Currently run by Cristiana de Souza, the school is based in Praça das Artes and caters to around 800 students. It is one of the most traditional dance schools in Brazil and has trained generations of artists.

== History ==
The São Paulo School of Dance was inaugurated on May 2, 1940, under the administration of Mayor Francisco Prestes Maia, as the Experimental School of Classical Dance (Escola Experimental de Dança Clássica). The aim was to establish an amateur corps de ballet focused on romantic classical ballet in order to meet the choreographic demands of the national and foreign operatic productions at the São Paulo Municipal Theater. In the first month, the group premiered the opera Aida.

It operated in one of the rooms at the Municipal Theater. In 1943, the school was transferred to the lower level of the Viaduto do Chá due to the need for more space to accommodate the growing number of students. Initially, it offered a course in Classical Dance for Children and Young People. In 1952, Musical Initiation and Dance History were added. In 1957, Decree No. 3,431 regulated the 8-year training course.

In the 1970s, it became known as the Municipal Ballet School (Escola Municipal de Bailado) and included Modern Dance as a language of expression. At the beginning of the 1980s, a new teaching program focusing on dance awareness, both physically and intellectually, was created. Decree No. 21.988 of 1986 established the Municipal Youth Dance Corps, which provided a unique artistic development opportunity for the school's students. Decree No. 30.593 of 1991 introduced the subjects of Music, Art History, Modern Technique and Improvisation into the curriculum.
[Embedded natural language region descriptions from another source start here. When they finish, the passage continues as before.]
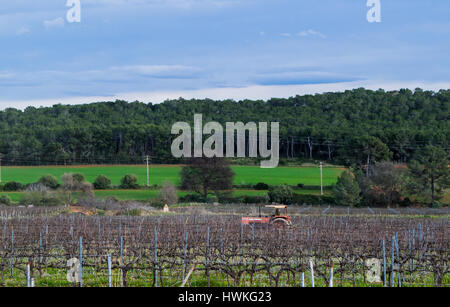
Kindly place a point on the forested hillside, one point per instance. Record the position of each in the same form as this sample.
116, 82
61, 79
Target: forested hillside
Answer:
343, 127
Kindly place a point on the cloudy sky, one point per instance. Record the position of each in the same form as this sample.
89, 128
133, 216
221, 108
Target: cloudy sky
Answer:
152, 50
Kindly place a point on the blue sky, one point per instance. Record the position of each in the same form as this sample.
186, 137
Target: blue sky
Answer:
152, 50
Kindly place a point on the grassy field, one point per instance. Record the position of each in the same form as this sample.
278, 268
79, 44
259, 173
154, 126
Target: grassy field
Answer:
144, 195
160, 173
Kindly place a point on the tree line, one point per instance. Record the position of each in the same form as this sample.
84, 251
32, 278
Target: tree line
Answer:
355, 127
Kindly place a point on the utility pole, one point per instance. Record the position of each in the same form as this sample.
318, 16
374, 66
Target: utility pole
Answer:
148, 173
321, 185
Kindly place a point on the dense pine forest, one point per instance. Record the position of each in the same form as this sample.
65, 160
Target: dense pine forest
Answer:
346, 128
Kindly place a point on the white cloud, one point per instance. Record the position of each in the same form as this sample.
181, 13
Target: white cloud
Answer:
58, 22
23, 30
249, 92
311, 33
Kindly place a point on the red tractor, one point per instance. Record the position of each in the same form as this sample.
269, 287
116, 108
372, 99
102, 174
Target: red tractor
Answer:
277, 219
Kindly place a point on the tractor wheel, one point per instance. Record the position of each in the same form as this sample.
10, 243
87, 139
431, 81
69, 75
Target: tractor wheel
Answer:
280, 223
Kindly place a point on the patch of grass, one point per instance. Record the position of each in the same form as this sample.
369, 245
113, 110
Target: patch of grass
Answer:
161, 173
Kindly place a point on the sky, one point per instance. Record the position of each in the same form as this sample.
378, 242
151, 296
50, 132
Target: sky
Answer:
153, 50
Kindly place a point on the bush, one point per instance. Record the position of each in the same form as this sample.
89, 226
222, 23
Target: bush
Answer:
12, 186
102, 183
347, 191
261, 186
281, 194
31, 198
168, 193
133, 212
78, 177
49, 181
129, 181
192, 198
300, 199
255, 199
230, 199
436, 205
5, 200
212, 199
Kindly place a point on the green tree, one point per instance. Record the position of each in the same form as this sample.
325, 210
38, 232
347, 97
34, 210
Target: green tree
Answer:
429, 169
281, 194
49, 181
129, 181
347, 191
202, 175
102, 183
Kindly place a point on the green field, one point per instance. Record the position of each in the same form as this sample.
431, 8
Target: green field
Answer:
159, 173
145, 195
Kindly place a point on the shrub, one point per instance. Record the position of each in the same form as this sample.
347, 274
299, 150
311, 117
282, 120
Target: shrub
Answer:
168, 193
129, 181
41, 199
230, 199
156, 203
102, 183
192, 198
78, 177
312, 199
261, 186
347, 191
31, 198
49, 181
212, 199
5, 200
36, 187
12, 186
133, 212
255, 199
281, 194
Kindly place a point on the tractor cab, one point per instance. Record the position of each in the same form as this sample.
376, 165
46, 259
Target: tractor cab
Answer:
280, 217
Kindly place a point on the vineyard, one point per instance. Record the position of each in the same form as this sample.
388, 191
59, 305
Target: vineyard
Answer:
49, 249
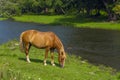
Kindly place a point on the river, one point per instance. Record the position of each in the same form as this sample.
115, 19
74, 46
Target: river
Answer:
98, 46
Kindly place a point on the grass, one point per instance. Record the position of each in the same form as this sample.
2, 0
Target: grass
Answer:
14, 67
76, 21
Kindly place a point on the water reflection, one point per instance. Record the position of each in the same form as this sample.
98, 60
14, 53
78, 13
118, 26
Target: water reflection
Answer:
97, 46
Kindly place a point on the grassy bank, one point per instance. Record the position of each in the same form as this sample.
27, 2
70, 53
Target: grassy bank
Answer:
14, 67
2, 19
76, 21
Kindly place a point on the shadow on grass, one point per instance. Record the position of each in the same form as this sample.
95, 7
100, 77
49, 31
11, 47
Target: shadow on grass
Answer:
38, 61
71, 20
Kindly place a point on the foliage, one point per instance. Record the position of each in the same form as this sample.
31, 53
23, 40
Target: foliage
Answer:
14, 67
88, 7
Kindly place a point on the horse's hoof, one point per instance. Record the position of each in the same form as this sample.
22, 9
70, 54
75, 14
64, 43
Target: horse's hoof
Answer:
45, 64
53, 64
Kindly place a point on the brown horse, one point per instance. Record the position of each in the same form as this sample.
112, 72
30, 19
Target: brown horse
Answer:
43, 40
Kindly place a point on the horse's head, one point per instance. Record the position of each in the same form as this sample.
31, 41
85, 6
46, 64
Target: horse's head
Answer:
62, 57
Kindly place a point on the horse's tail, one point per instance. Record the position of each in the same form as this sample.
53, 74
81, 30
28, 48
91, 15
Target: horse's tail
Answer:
21, 43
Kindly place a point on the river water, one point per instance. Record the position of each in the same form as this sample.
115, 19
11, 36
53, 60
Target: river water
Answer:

In 1987, Jânio Quadros, then mayor of the city of São Paulo, abolished the course and banned homosexuals from entering the school. After criticizing the measure, Klauss Vianna, a dancer and former director of the school, was attacked in front of his house. In 2011, it was renamed São Paulo School of Dance (Escola de Dança de São Paulo) after the creation of the São Paulo Municipal Theater Foundation. Since 2014 it has been based in the Praça das Artes building.